Pourquoi vous forcez-vous toujours à être si poli?
Je ne me force pas, je suis comme ça. Je n’aime pas être jugé, alors j’ai beaucoup d’indulgence pour les autres. Je n’apprécie pas les donneurs de leçons: ceux qui s’érigent en juges m’agacent.
Vous ne vous imaginez pas la jouer Ardisson et poser la question «Sucer, c’est tromper»?
J’admire Thierry Ardisson, mais non, je ne le ferai pas. Ce n’est pas le genre de «Pardonnez-moi» qui est tourné sur le plateau du téléjournal et s’inscrit comme le prolongement du TJ. Cela reste de l’information, pas du pur divertissement. Mais il faut savoir rester audacieux. Avec le temps, on risque de devenir peureux, de s’assoupir, il faut toujours résister à ça.
N’avez-vous jamais envie de casser votre image, de le jouer un peu cuir, de vous déboutonner?

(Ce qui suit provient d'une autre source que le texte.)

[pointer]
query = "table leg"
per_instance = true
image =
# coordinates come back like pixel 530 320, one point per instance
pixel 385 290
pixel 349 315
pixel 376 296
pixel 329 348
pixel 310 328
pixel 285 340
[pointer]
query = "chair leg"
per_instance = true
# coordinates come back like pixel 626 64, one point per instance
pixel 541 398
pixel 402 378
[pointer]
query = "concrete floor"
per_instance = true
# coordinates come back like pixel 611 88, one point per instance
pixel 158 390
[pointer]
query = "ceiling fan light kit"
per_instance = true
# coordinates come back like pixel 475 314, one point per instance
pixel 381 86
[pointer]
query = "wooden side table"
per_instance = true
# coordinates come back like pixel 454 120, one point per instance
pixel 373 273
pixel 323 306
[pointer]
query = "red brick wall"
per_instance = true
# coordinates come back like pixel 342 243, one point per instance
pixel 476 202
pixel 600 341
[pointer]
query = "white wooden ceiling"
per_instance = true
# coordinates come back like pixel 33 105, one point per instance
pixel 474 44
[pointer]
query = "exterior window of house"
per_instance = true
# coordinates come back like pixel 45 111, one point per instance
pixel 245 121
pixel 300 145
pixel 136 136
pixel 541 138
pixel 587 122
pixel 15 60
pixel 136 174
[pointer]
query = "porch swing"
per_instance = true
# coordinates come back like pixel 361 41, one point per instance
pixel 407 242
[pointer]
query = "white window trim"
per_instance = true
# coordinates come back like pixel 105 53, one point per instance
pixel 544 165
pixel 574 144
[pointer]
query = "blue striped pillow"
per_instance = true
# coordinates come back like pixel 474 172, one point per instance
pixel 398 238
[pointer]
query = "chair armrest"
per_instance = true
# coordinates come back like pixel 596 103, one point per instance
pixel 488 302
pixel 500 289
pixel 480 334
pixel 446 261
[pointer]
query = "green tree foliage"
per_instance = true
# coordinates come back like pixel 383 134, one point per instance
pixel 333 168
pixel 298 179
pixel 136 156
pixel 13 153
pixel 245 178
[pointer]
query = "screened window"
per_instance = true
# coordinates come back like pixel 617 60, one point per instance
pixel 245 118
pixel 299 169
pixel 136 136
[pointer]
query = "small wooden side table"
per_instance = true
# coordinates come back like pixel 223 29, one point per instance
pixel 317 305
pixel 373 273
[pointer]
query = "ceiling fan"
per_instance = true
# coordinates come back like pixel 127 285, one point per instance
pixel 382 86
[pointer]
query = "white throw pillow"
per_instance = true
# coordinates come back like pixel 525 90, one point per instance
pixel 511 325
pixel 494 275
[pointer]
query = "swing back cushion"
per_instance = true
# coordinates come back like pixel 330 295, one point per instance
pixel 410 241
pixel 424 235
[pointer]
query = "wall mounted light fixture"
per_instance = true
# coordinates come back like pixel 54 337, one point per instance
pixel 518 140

Pas vraiment. J’ai été bien éduqué par une mère qui a eu une enfance très dure. Elle venait du quart-monde neuchâtelois. Elle faisait partie des enfants arrachés à leur famille et placés de force dans des fermes, dont on parle beaucoup aujourd’hui. Elle avait été beaucoup violentée. Elle m’a élevé dans une vision assez noire de la vie, tout en étant très aimante. C’est une bonne base de départ pour savoir que tout reste très relatif: les succès et les échecs.